Привлекал университет, и прежде всего потому, что он для нас являлся символом нашего освобождения от запретов и зависимости жизни «малолетков», от унизительного положения школьников, от домашнего надзора, хотя в последнее полугодие я и дома состоял уже почти что на правах взрослого.
Университет — главный корпус и здания на дворе с памятником Державину в тогдашнем античном стиле — все-таки имел в себе что-то, не похожее на нашу гимназию. От него «пахло» наукой, а от аудиторий мы ждали еще неиспытанных умственных услад.
Но сразу после поступления, когда мы облеклись в желанную форму, с треугольной шляпой и шпагой, встал перед нами полицейский надзор в виде власти инспектора, тогда вершителя судеб студенчества не только казенного но и своекоштного — две довольно резкие категории, на какие оно тогда разделялось.

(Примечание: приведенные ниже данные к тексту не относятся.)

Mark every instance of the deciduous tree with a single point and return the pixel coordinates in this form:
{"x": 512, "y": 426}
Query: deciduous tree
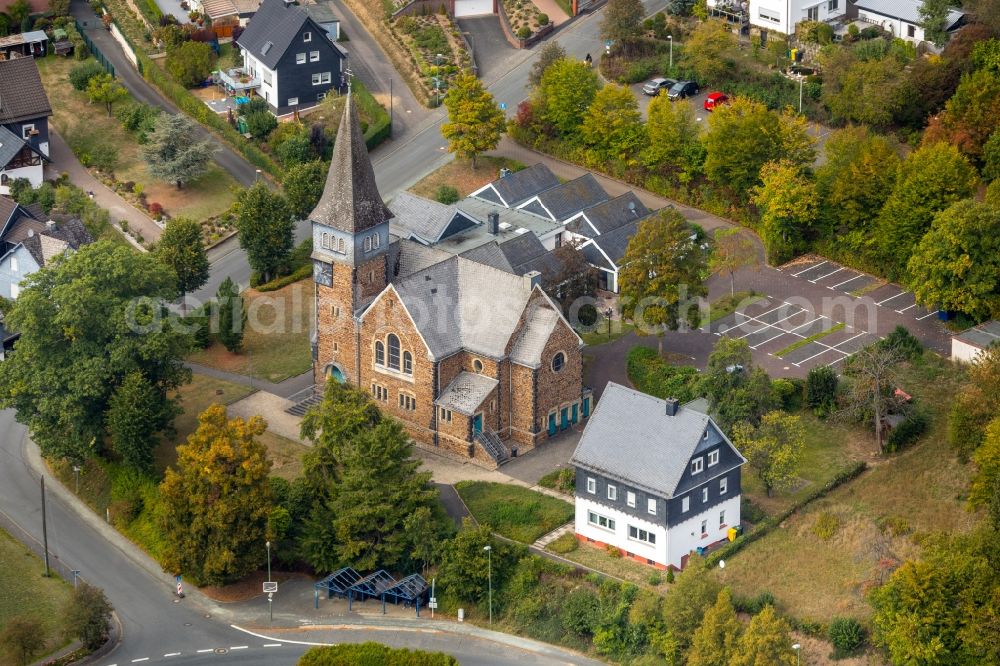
{"x": 773, "y": 449}
{"x": 789, "y": 206}
{"x": 734, "y": 249}
{"x": 475, "y": 122}
{"x": 182, "y": 249}
{"x": 956, "y": 265}
{"x": 662, "y": 275}
{"x": 86, "y": 321}
{"x": 612, "y": 126}
{"x": 216, "y": 501}
{"x": 174, "y": 153}
{"x": 103, "y": 89}
{"x": 265, "y": 225}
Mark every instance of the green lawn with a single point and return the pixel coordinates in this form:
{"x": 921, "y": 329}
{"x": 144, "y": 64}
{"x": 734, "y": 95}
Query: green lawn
{"x": 881, "y": 513}
{"x": 517, "y": 513}
{"x": 27, "y": 593}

Нас уже пугали старые студенты из земляков этим «всесильным Василием Иванычем», прозванным давно хлестаковской кличкой Земляники и даже «кувшинным рылом». До представления инспектору мы уже ходили заводить знакомство с его унтером и посыльным «Демкой» — вестником радостей и бед. Он приносил повестки на денежные пакеты, и он же требовал к «ишпектору», что весьма часто грозило крупной неприятностью. Карцер тогда постоянно действовал, и плохая отметка в поведении могла вам испортить всю вашу студенческую карьеру.
Ректора никто не боялся. Он никогда не показывался в аудиториях, ничего сам не читал, являлся только в церковь и на экзамены. Как известный астроном, Симонов считался как бы украшением города Казани рядом с чудаком, уже выживавшим из ума, — помощником попечителя Лобачевским, большой математической величиной.
Попечитель произнес нам речь вроде той, какую Телепнев выслушал со всеми новичками в актовой зале. Генерал Молоствов был, кажется, добрейший старичок, любитель музыки, приятный собеседник и пользовался репутацией усердного служителя Вакха. Тогда, в гостиных, где французили, обыкновенно выражались о таких вивёрах: «il leve souvent le coude» (он часто закладывает за галстук).
От всего этого начальства не исходило на нас никакого обаяния. Это было нечто вроде наших гимназических властей, только повыше рангом. Отношение в студенчестве ко всем этим лицам было насмешливое, вовсе не почтительное, разумеется, про себя; к инспектору так и прямо враждебное.
Но я не знаю, был ли этот обер-полициант так уже антипатичен, если посмотреть на него с «исторической» точки зрения, взяв в расчет тогдашний «дух» в начале 50-х годов, то есть в период все той же реакции, тянувшейся с 1848 года.